MagicSquare8-9 t1_ize5al9 wrote
How did bitcoin ended up gaining any values at all initially before it had enough momentum to get going?
How widespread are the practice of using multiple wallets to manipulate the market, and is it possible to deal with that problem through cryptography?
novapbs t1_izg1c07 wrote
Ok, here's the thing: I said this above ("you could use BTC to buy good drugs on the dark web") and it sounds sarcastic but I swear to you it's not. Many of the early theorists of cryptocurrency were politically radical libertarians and extremists (with various ideologies -- agorism, anarcho-capitalism, etc etc). And they'd given this issue a lot of thought. A general consensus among them was that a viable digital currency needed a way to enable something that people wanted to do that they couldn't accomplish with existing monetary systems or technologies. So what can we offer that existing money can't?

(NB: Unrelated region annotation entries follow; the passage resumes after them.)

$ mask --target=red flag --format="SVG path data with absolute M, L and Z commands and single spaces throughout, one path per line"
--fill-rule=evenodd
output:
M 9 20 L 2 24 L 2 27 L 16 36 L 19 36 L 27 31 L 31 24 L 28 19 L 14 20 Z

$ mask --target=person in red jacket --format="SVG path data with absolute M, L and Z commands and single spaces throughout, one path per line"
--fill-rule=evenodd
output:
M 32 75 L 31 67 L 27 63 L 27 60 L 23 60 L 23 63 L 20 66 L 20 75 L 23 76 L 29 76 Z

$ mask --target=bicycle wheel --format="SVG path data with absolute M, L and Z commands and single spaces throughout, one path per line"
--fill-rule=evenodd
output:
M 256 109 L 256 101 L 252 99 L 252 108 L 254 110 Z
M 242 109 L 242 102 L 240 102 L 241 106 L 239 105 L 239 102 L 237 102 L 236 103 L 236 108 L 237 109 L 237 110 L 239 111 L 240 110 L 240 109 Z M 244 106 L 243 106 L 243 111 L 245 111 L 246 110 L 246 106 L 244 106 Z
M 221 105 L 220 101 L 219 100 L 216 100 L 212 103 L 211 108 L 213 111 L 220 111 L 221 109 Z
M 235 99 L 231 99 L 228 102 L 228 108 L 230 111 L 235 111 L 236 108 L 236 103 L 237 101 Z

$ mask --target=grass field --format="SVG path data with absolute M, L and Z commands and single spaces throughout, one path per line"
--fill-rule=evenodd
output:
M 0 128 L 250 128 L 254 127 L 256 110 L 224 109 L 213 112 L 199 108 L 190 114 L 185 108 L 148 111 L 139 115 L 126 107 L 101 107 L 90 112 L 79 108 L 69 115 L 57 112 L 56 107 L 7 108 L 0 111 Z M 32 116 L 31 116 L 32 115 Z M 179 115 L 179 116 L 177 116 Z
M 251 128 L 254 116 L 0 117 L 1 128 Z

Answers included: untaxable transactions. Secret, anonymous transactions. Global, cross-border transactions free of fees. Information marketplaces for secrets, pirated data, cracked software. Black markets for drugs, firearms, and other contraband. And finally, a safe haven from a widely predicted coming financial collapse.
So BTC, when it arrived (in the middle of a global financial collapse!) ended with a patchwork of value propositions: first, it's technically cool and interesting to play with. A lot of early BTC stuff was people using it for the sake of using it -- like getting Doom to play on your graphing calculator -- b/c it was challenging and fun. But other people adopted it b/c it fit with their politics: it was alternative to central bank currencies, it would gain value as the dollar collapsed (always predicted any day now), it was untaxable. And still others -- the first really substantial group of adopters -- got into it b/c you could buy contraband with it, with the Silk Road and other dark web marketplaces. And not just buy drugs but buy BETTER drugs: excellent quality, safe, without putting yourself in danger. Finally, there were a lot of early applications for communities that weren't well served by existing financial systems, like sex workers, remittance workers, and refugees.
I would say, bluntly, that none of those really had a chance to take off before the tidal wave of get-rich-quick speculation came in and washed them all out.